Artist: Roger Thomas

Roger Thomas

Featured Glass Artist: Roger Thomas

Roger Thomas, previous owner of Roger Thomas Glass in Portland, Oregon, was well-known for his innovations in fused glass techniques, as well as his kiln-formed glass paintings. As a self-professed “maker of things,” Roger became an artist by accident and feels that art is the detritus of the creative act, and creating is a worthwhile goal for his life.

Inspired by nature, color, design, and structure, Roger had worked with glass since the 1970’s. Roger chose to work with one of the most unforgiving mediums in the art world simply because he’s so easily distracted. Color, design and structure tempted him wherever he went, and he was well known for wandering off when he found a copse of trees that he absolutely must photograph. He claimed the medium of wood is too soft—he regularly slaughtered his wood-working projects in school—and paint is too temporary. Watercolors fade and pastels can disappear like sidewalk chalk in a rainstorm.

Glass is something so belligerent and unyielding that it creates a narrow set of confines for him to work his will on. It demands whoever wishes to master it learn to work their own magic. Each of Roger’s iconic images was once a technique, learned and taught as an attempt to work within those narrow confines. By now, these techniques to him are second nature, enabling him to take pictorial art and abstract it, so that the representation surpasses the technique, and giving him the chance to extract the essence of form in order to communicate his view of the world to others.

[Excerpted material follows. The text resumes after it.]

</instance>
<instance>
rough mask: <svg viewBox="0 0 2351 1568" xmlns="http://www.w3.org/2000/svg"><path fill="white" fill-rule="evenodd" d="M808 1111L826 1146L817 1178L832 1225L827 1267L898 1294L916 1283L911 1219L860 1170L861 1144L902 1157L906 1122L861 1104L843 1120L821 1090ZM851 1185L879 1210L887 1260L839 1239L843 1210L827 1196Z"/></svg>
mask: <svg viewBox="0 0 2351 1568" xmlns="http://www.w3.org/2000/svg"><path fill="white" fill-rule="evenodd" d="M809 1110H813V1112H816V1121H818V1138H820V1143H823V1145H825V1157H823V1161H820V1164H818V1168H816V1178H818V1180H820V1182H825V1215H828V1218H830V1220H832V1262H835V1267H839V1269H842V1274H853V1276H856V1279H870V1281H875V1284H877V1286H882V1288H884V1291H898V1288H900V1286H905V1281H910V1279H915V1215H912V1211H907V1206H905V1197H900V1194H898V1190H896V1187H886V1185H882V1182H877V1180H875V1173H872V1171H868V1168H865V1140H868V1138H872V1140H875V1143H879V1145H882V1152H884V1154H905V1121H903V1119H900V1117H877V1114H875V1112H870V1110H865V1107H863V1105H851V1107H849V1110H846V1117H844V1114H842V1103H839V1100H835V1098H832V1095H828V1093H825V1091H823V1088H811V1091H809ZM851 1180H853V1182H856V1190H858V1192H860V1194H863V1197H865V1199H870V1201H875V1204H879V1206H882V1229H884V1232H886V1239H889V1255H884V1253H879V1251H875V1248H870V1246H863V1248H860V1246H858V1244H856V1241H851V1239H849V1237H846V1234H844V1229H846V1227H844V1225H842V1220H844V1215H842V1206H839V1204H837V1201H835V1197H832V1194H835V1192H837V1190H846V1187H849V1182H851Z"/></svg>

Roger has pieces in many important collections, including the Smithsonian American Art Museum’s Renwick Gallery in Washington, D.C. His work has been shown at the Corning Museum of Art, New York, as well as in other museums and galleries. Thomas regularly taught workshops and college courses in the United States and international venues. Roger has shared his skills in our classroom on several occasions – often selling out in one day! His vision for layering glass to create depth of design was remarkable.

 

“Glass rewards careful planning, creative thinking and avid determination in a medium that is endlessly and spectacularly fascinating. Since the 1970’s Ed Hoy’s has supplied the tools of my career, first in leaded glass, then in fused glass. The breadth of materials, tools and information has always kept me up to date.”